SELLER SAYS: “It’s time to sell. I’ve got an established location and great clientele. I want to move on with my life.”


BUYER SAYS: “I want to buy a business. Can you find me a turnkey situation in great location with limited local competition and a motivated seller?


SELLER SAYS: “Here are my financial statements, leases and contracts. I’ve been waiting for an update of my financials since June from my CPA”.


BUYER SAYS: “I’ve never been in the industry, but because of my vast corporate experience, I know that by bringing my marketing and accounting experience, I can increase the sales, profitability and value of any business I buy.”


SELLER SAYS: “My financials need to be tweaked to show a net profit. I put a lot of personal expenses through the business and not all of the sales are showing on the financials (wink-wink). I want the asking price of the business to be based on what I claim the collections and business expenses to be, not what is shown on the financial statements and tax returns.”


BUYER SAYS: “How did you come up with the value?

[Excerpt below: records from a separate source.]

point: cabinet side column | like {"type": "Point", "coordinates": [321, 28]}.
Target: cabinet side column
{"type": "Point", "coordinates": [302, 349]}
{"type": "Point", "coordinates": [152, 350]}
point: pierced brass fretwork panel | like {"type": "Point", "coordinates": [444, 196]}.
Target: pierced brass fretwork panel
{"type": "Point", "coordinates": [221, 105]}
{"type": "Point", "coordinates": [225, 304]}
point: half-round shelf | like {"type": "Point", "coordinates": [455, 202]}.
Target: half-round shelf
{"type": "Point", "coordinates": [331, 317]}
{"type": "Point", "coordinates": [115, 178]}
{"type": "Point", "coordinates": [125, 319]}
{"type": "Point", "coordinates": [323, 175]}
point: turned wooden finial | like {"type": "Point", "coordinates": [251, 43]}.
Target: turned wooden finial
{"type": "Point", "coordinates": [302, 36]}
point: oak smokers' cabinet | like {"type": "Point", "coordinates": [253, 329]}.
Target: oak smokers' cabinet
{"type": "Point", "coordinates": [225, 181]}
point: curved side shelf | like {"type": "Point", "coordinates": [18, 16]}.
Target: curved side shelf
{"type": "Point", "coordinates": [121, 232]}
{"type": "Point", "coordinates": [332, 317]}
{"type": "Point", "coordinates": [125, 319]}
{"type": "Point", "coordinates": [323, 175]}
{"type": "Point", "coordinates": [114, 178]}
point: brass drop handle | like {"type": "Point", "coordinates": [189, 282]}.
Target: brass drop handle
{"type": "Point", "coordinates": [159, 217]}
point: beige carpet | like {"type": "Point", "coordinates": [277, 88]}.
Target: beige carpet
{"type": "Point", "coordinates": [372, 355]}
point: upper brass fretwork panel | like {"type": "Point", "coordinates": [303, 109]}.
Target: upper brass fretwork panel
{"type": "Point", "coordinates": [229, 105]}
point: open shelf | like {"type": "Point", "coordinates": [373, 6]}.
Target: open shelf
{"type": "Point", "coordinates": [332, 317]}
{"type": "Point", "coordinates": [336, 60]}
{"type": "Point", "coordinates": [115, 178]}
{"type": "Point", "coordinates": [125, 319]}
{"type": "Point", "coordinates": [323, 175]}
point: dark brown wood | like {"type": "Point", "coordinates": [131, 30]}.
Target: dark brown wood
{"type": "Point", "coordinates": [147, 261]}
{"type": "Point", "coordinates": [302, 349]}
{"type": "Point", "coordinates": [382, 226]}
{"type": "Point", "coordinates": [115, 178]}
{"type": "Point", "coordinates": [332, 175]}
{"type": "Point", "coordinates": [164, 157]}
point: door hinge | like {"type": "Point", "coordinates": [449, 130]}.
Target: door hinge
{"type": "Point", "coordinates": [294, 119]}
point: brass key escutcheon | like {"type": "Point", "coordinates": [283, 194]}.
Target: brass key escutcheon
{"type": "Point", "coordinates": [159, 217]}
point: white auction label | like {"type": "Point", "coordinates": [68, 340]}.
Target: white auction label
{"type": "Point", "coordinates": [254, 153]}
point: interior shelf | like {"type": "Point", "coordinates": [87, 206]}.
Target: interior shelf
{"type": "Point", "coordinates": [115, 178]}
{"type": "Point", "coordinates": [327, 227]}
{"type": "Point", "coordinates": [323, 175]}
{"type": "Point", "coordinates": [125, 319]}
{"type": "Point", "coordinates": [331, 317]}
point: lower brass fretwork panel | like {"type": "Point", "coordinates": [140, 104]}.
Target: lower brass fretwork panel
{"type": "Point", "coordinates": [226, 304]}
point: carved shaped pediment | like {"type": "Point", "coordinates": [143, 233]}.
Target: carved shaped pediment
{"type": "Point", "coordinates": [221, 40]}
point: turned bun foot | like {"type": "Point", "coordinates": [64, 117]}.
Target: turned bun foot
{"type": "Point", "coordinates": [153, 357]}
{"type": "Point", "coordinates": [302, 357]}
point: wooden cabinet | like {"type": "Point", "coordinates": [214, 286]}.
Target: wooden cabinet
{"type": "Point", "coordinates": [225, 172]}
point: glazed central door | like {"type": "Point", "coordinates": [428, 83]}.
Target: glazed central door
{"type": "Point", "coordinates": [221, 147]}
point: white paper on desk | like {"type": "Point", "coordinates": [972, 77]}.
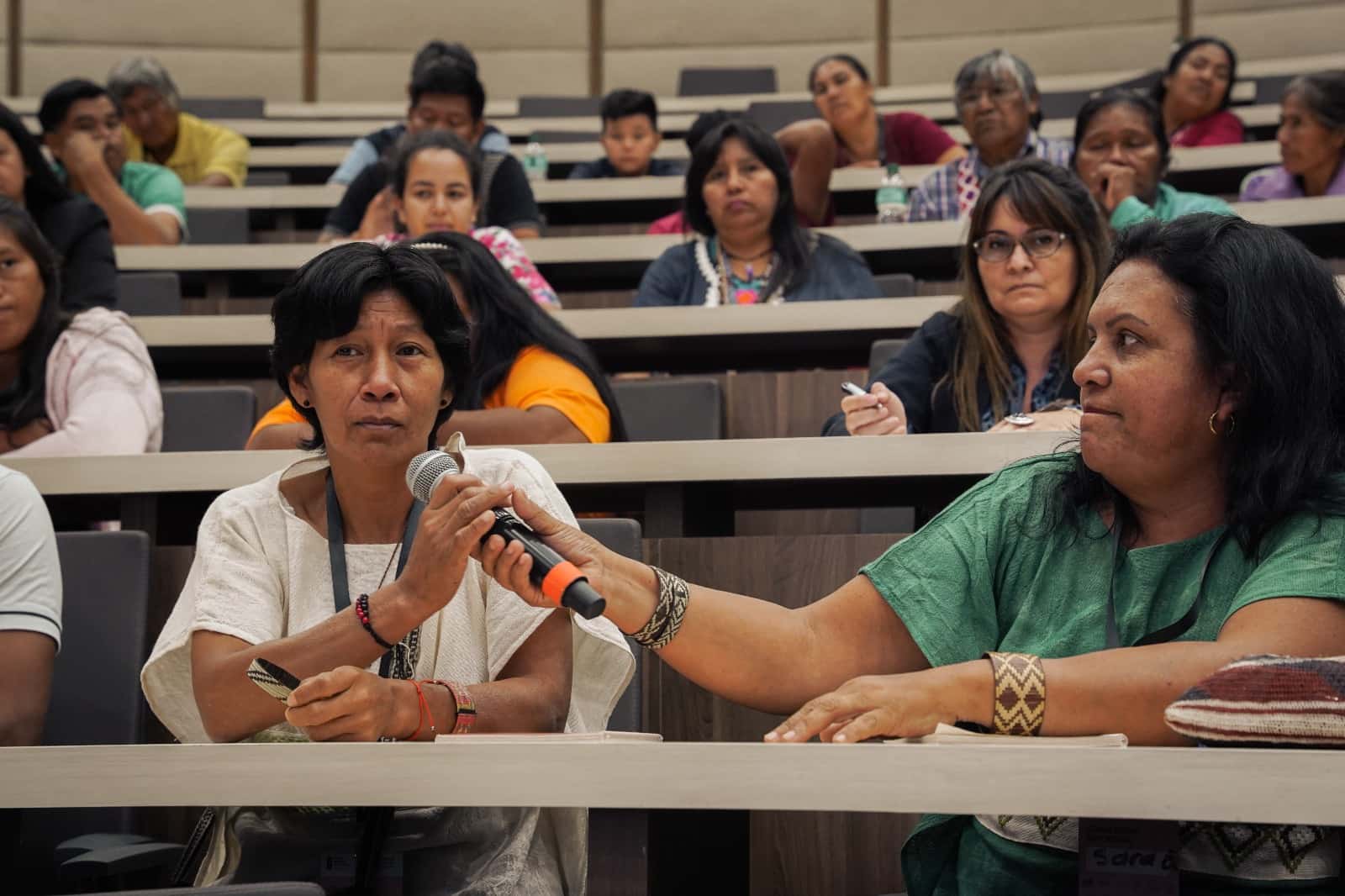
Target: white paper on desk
{"type": "Point", "coordinates": [562, 737]}
{"type": "Point", "coordinates": [954, 735]}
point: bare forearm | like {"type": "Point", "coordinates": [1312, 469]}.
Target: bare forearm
{"type": "Point", "coordinates": [764, 656]}
{"type": "Point", "coordinates": [1126, 690]}
{"type": "Point", "coordinates": [131, 226]}
{"type": "Point", "coordinates": [511, 427]}
{"type": "Point", "coordinates": [233, 708]}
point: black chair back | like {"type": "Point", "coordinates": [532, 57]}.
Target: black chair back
{"type": "Point", "coordinates": [663, 409]}
{"type": "Point", "coordinates": [150, 293]}
{"type": "Point", "coordinates": [208, 417]}
{"type": "Point", "coordinates": [713, 81]}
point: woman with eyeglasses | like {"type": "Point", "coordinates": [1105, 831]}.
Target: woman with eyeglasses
{"type": "Point", "coordinates": [1001, 360]}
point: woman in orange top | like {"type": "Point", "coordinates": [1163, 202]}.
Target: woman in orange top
{"type": "Point", "coordinates": [533, 381]}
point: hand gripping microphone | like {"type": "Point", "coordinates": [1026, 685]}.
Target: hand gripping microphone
{"type": "Point", "coordinates": [556, 576]}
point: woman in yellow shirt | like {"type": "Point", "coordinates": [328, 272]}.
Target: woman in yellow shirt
{"type": "Point", "coordinates": [533, 381]}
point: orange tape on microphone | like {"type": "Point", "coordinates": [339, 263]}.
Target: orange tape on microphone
{"type": "Point", "coordinates": [562, 577]}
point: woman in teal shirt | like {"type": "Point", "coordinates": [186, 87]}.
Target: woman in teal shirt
{"type": "Point", "coordinates": [1201, 519]}
{"type": "Point", "coordinates": [1122, 154]}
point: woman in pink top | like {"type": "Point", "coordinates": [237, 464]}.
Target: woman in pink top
{"type": "Point", "coordinates": [1195, 93]}
{"type": "Point", "coordinates": [435, 183]}
{"type": "Point", "coordinates": [80, 385]}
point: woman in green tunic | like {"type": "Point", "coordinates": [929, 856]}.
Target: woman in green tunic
{"type": "Point", "coordinates": [1201, 519]}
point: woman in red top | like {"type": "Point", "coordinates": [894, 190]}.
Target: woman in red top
{"type": "Point", "coordinates": [844, 96]}
{"type": "Point", "coordinates": [1195, 92]}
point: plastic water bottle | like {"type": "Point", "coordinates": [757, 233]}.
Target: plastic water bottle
{"type": "Point", "coordinates": [894, 198]}
{"type": "Point", "coordinates": [535, 161]}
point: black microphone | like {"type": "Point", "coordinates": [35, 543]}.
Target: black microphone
{"type": "Point", "coordinates": [557, 577]}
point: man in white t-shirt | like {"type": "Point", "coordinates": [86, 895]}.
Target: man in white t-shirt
{"type": "Point", "coordinates": [30, 609]}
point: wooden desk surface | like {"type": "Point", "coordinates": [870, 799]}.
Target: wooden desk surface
{"type": "Point", "coordinates": [1270, 786]}
{"type": "Point", "coordinates": [1237, 156]}
{"type": "Point", "coordinates": [638, 463]}
{"type": "Point", "coordinates": [598, 324]}
{"type": "Point", "coordinates": [642, 248]}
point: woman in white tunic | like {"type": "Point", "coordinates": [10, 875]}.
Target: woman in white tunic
{"type": "Point", "coordinates": [331, 571]}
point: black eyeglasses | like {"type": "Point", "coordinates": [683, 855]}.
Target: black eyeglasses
{"type": "Point", "coordinates": [999, 246]}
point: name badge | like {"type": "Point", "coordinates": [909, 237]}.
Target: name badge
{"type": "Point", "coordinates": [1120, 857]}
{"type": "Point", "coordinates": [338, 872]}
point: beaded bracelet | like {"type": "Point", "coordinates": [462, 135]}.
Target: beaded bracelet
{"type": "Point", "coordinates": [466, 716]}
{"type": "Point", "coordinates": [362, 614]}
{"type": "Point", "coordinates": [1020, 704]}
{"type": "Point", "coordinates": [669, 613]}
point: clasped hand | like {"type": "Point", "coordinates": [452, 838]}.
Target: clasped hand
{"type": "Point", "coordinates": [903, 705]}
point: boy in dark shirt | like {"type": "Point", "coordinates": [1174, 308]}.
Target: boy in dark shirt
{"type": "Point", "coordinates": [630, 139]}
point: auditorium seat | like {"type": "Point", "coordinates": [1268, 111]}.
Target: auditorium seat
{"type": "Point", "coordinates": [279, 888]}
{"type": "Point", "coordinates": [557, 107]}
{"type": "Point", "coordinates": [208, 417]}
{"type": "Point", "coordinates": [881, 351]}
{"type": "Point", "coordinates": [662, 409]}
{"type": "Point", "coordinates": [219, 226]}
{"type": "Point", "coordinates": [150, 293]}
{"type": "Point", "coordinates": [773, 114]}
{"type": "Point", "coordinates": [96, 700]}
{"type": "Point", "coordinates": [709, 82]}
{"type": "Point", "coordinates": [896, 286]}
{"type": "Point", "coordinates": [225, 107]}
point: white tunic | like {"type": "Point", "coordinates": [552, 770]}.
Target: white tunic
{"type": "Point", "coordinates": [262, 573]}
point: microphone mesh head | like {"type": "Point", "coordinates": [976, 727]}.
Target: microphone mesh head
{"type": "Point", "coordinates": [425, 470]}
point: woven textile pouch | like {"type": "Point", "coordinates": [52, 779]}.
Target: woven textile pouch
{"type": "Point", "coordinates": [1266, 700]}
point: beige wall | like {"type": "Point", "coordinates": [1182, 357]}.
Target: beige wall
{"type": "Point", "coordinates": [241, 47]}
{"type": "Point", "coordinates": [255, 47]}
{"type": "Point", "coordinates": [365, 47]}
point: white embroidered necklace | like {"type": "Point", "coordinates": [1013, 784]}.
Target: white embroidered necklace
{"type": "Point", "coordinates": [716, 275]}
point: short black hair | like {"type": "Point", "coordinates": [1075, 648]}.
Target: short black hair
{"type": "Point", "coordinates": [443, 51]}
{"type": "Point", "coordinates": [622, 104]}
{"type": "Point", "coordinates": [506, 320]}
{"type": "Point", "coordinates": [705, 123]}
{"type": "Point", "coordinates": [323, 299]}
{"type": "Point", "coordinates": [1160, 91]}
{"type": "Point", "coordinates": [838, 57]}
{"type": "Point", "coordinates": [1121, 96]}
{"type": "Point", "coordinates": [409, 148]}
{"type": "Point", "coordinates": [451, 80]}
{"type": "Point", "coordinates": [1288, 447]}
{"type": "Point", "coordinates": [787, 235]}
{"type": "Point", "coordinates": [40, 188]}
{"type": "Point", "coordinates": [57, 101]}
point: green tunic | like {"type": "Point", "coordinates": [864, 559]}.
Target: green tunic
{"type": "Point", "coordinates": [989, 573]}
{"type": "Point", "coordinates": [1169, 203]}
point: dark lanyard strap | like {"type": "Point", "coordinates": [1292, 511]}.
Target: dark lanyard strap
{"type": "Point", "coordinates": [1168, 633]}
{"type": "Point", "coordinates": [377, 820]}
{"type": "Point", "coordinates": [336, 552]}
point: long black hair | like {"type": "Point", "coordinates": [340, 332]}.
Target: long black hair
{"type": "Point", "coordinates": [506, 320]}
{"type": "Point", "coordinates": [40, 187]}
{"type": "Point", "coordinates": [323, 299]}
{"type": "Point", "coordinates": [787, 235]}
{"type": "Point", "coordinates": [1264, 306]}
{"type": "Point", "coordinates": [30, 400]}
{"type": "Point", "coordinates": [1160, 89]}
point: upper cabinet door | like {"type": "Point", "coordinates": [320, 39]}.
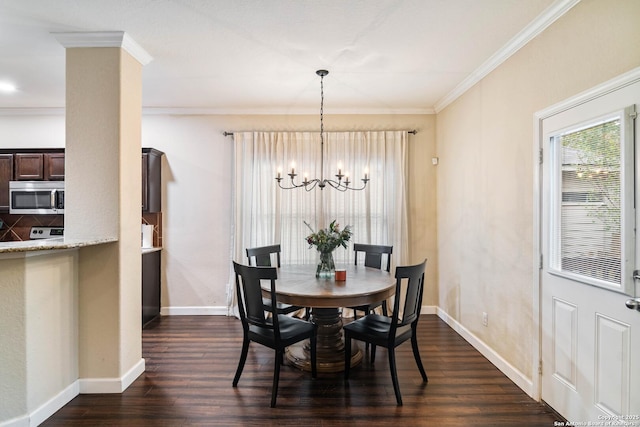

I’d like a business that has growing income, and is profitable. I don’t want to pay anything for the business value, only asset value. “


BROKER SAYS: “Most medical practices are valued at 2x Adjusted Net Income and 65% of Gross Revenue. Most spa businesses are valued at 4x Adjusted Net Income and 45% of Gross Revenue.


SELLER SAYS: “A buyer can make a lot more money that I did if they raise prices, change the therapist’s compensation program, bring in a med-spa partner and negotiate a new lease.”


BROKER SAYS (TO SELLER): “You are selling what you have today; revenue, cash flow, assets and liabilities. You are not selling blue sky or business based on changes the buyer could make. Be aware of the importance of the Curb Appeal of your business. The financial, operational and physical presentation of the business should look the way you would want it to see it if you were going to buy it yourself”.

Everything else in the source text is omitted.